What an increase in CRA's prescribed rate means for investors

National Post

2013-08-20



Using a prescribed rate loan to split investment income with a spouse, common-law partner or even your kids is one of the most recommended tax planning strategies available to families. Yet the window for locking-in an income splitting loan at the lowest possible historical prescribed rate of 1% is quickly coming to an end as the prescribed rate is set to rise to 2% on October 1, 2013.

Here's how the income splitting strategy works, using an example of Jack, who is in the highest tax bracket, and Dianne, who is in the lowest bracket.

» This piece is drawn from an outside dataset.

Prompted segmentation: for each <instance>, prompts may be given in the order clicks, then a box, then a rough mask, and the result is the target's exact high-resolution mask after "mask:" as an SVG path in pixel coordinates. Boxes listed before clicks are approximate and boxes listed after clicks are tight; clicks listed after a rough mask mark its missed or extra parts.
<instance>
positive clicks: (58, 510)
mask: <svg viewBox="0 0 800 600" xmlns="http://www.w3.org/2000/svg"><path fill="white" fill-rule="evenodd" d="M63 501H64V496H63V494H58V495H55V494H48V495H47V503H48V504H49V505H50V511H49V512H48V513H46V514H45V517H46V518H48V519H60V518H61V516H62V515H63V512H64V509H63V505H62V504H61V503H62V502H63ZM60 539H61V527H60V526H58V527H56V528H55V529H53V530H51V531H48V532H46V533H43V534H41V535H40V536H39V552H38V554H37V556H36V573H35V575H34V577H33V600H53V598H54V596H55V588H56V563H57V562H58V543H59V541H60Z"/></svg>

Jack loans Dianne $500,000 at the current prescribed rate of 1% secured by a written promissory note. Dianne invests the money in a portfolio of Canadian dividend paying stocks with a current yield of 4%. Each year, she takes $5,000 of the $20,000 in dividends she receives to pay the 1% interest on the loan to Jack. She makes sure to do this by Jan. 30 each year starting the year after the loan was made, as required under the Tax Act.

The net tax savings to the couple would be having the dividends taxed in Dianne's hands at the lowest rate instead of in Jack's hands at the highest rate, offset slightly by having the $5,000 of interest on the promissory note taxable to Jack at the highest rate for interest income while tax deductible to Dianne at her low rate as the interest was paid to earn income, namely the dividends.

The rush to beat the Oct. 1 deadline is that in order to avoid the attribution rules from applying to a spousal loan such as this one, you need only use the prescribed rate in effect at the time the loan was originally extended. In other words, if you establish the loan during a quarter in which the prescribed rate is 1%, as it currently is, you can use that rate for the duration of the loan, which could be unlimited if there is no fixed term and it is simply a demand loan.

So after Oct. 1, Dianne would have to pay $10,000 back to Jack to be taxed at the highest rate, instead of $5,000.

This strategy can be expanded to help fund minor children's expenses, such as private school and extracurricular activities, by making a prescribed rate loan to a family trust. The trust then invests the money and pays the net investment income, after the interest on the loan, to the kids either directly or indirectly by paying their expenses. If the kids have zero or little other income, this investment income can be received perhaps entirely tax-free.

The prescribed rates are set by the Canada Revenue Agency quarterly and are tied directly to the yield on Government of Canada 90-day Treasury Bills, albeit with a lag. The calculation is based on a formula in the Income Tax Act regulations which takes the simple average of three-month Treasury bills for the first month of the preceding quarter rounded up to the next highest whole percentage point (if not already a whole number).

To calculate the rate for the upcoming quarter (October to December 2013), we go back to the first month of the current quarter (July) and take the average of July's T-Bill yields, which were 1.0241% (July 3), 1.0193% (July 17) and 1.0132% (July 31). That average is 1.0189% but when rounded up to the nearest whole percentage point, we get 2% for the new prescribed rate for the fourth quarter.

This upcoming increase marks the first time the prescribed rate has gone up since it dropped to the current historic low of 1% back in April 2009.